I am trying to prove that $f_n$ converges to $0$ almost uniformly and in measure, but it does not converge to $0$ in $L^1 $. $f_n$ is defined as $f_n(x)=nI_{[0,1/n]}(x)$. If anyone can help with this problem, that will be very helpful.

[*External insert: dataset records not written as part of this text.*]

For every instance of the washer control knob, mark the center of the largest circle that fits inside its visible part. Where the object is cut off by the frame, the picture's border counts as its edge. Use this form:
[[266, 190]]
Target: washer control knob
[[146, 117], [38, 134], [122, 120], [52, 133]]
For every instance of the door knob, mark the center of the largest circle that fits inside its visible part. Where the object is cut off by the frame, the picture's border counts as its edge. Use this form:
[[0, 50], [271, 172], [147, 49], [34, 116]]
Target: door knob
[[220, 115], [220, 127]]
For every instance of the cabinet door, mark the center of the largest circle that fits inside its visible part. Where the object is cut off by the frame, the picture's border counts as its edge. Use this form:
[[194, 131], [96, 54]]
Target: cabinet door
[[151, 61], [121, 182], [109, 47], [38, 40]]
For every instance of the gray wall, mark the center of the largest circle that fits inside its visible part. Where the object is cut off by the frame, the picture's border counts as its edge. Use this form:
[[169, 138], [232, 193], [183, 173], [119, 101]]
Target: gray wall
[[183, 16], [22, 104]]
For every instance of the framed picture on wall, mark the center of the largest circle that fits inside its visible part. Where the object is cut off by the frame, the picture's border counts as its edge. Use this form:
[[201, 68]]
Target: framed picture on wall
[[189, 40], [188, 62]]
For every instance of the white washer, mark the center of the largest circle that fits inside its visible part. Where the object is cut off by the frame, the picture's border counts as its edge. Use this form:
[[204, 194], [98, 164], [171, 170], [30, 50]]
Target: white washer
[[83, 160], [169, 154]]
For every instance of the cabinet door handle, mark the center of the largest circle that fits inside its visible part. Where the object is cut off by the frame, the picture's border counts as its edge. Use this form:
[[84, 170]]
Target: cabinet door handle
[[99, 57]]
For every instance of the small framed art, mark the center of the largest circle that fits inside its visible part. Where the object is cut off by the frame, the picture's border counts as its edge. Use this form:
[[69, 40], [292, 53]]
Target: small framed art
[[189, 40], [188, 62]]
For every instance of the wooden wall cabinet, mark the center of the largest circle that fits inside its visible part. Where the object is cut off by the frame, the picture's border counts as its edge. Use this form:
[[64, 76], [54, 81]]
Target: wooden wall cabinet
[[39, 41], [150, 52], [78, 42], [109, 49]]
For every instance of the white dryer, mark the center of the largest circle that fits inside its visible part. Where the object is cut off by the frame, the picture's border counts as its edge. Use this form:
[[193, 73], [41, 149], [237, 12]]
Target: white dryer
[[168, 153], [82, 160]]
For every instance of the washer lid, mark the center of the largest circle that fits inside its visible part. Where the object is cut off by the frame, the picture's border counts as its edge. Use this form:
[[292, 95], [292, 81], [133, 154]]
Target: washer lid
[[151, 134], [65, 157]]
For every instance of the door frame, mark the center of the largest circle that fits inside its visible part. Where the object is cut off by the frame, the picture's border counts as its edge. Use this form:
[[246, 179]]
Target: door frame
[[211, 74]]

It is clear that if $f_n$ converges uniformly to $f$, that means by definition, $|f_n(x)-f(x)| = |n| < \epsilon$ if and only if $0 \leq x \leq \epsilon /n$. Can I conclude the result by letting $\epsilon =1$. but I am not sure this way is correct. Any comments on this will be a great help.
Thank you.
Let $\varepsilon>0$ and choose $N$ so that $\frac1N<\varepsilon$. Then $f_n(x)=0$ for $n\geqslant N$, so $f_n(x)=0$ for $x>\frac1n$. It is clear that $$\bigcap_{n=1}^\infty \left[0,\frac1n\right] = \{0\}, $$ so $$\lim_{n\to\infty} f_n(x) = \begin{cases}\infty,& x=0\\0,& x\ne 0.\end{cases} $$ Since $\mu(\{0\})=0$, we conclude that $f_n\to 0$ almost uniformly. Moreover, $$\lim_{n\to\infty}\mu\left(\{x\in\left[0,\frac1n\right] :|f_n(x)|\geqslant\varepsilon \right)=0, $$ so $f_n\to 0$ in measure.
However, for any $n$, we have $$\|f\|_1 = \int |f_n|\ \mathsf d\mu = n\mu\left(\left[0,\frac1n\right]\right) = 1, $$ so $f_n$ does not converge to $0$ in $L^1$.